Okay, I'm on a train and won't be near a computer for a while. ts-loader is presently broken because it depends on mtimes. Would it be possible for you to add this back at least for now. I'm aware many people depend on ts-loader and are now broken. #### sokra

sure, I readd it but deprecate it.

...

sean.larkin

@sokra is this the change you just made for that watchpack bug fix? Or unlrelated, just wanted to track if I didn't already have the change/issue #### sokra

https://github.com/webpack/watchpack/pull/48

johnny_reilly

This is what the present code does:

const watcher =
watching.compiler.watchFileSystem.watcher ||
watching.compiler.watchFileSystem.wfs.watcher;

And then .mtimes

Should I be able to do .getTimes() instead?

sokra

actually you can't rely on watchFileSystem being NodeJsWatchFileSystem. But this is another topic

...

but yes

johnny_reilly

Thanks @sokra - when I get to a keyboard I'll swap mtimes for getTimes() and report back.

17:28

Despite various trains being out of action / missing in action I've made it to the dentists; phew! I go in for my checkup and plan to take a look at the issue later that evening. In the meantime I've hoping that Tobias (Sokra) will get chance to republish so that ts-loader users aren't too impacted.

18:00

Done at the dentist and I'm heading home. Whilst I've been opening wide and squinting at the ceiling, TypeScript 2.2 has shipped. Whilst this is super exciting, according to Greenkeeper, the new version has broken the build. Arrrrghhhh...

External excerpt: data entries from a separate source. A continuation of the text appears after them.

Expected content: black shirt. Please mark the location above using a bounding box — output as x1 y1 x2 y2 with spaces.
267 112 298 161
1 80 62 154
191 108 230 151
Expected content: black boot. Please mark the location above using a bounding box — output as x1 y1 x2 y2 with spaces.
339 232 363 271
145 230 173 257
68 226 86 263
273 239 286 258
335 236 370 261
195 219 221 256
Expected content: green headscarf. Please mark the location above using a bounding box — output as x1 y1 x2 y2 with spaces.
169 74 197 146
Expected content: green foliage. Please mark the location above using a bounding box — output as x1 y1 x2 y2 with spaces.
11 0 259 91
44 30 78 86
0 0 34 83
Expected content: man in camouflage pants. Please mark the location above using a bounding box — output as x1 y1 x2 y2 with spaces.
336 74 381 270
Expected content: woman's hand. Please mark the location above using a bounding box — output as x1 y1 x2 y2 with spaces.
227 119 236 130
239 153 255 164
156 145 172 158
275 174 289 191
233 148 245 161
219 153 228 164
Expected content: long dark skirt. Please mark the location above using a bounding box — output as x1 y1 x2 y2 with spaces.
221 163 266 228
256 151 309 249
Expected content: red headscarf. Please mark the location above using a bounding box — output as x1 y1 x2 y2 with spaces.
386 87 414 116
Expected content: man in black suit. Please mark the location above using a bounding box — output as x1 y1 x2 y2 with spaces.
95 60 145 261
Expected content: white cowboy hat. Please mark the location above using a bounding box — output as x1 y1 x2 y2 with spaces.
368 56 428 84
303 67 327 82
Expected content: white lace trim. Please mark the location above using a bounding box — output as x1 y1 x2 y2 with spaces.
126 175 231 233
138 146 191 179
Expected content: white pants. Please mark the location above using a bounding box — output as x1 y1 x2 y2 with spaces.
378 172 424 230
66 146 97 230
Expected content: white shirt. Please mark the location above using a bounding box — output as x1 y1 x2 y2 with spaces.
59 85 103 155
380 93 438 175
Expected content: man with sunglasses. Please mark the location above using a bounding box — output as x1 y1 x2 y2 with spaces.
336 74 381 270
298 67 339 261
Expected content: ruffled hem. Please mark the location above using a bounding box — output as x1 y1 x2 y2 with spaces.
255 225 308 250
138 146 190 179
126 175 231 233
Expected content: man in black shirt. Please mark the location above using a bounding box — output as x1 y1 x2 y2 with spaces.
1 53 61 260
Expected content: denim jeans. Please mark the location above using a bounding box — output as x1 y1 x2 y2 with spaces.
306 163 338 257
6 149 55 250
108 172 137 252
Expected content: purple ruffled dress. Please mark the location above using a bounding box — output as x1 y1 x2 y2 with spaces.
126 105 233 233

I start to look into this and realise we're not broken because of TypeScript 2.2; we were broken because of the mtimes. Tobias has now re-added mtimes and published. With that in place I requeue a build and.... drum roll.... we're green!

The good news just keeps on coming as Luka Zakrajšek has submitted a PR which uses getTimes() in place of mtimes. And the tests pass. Awesome! MERGE. I just need to cut a release and we're done.

18:15

I'm home. My youngest son has been suffering from chicken pox all week and as a result my wife has been in isolation, taking care of him. We chat whilst the boys watch Paw Patrol as the bath runs. I flick open the laptop and start doing the various housekeeping tasks around cutting a release. This is interrupted by various bathtime / bedtime activities and I abandon work for now.

19:30

The boys are down and I get on with the release; updating the changelog, bumping the version number and running the tests. For various reasons this takes longer than it normally does.

20:30

Finally we're there; ts-loader 2.0.1 ships: https://github.com/TypeStrong/ts-loader/releases/tag/v2.0.1.

I'm tremendously grateful to everyone that helped out - thank you all!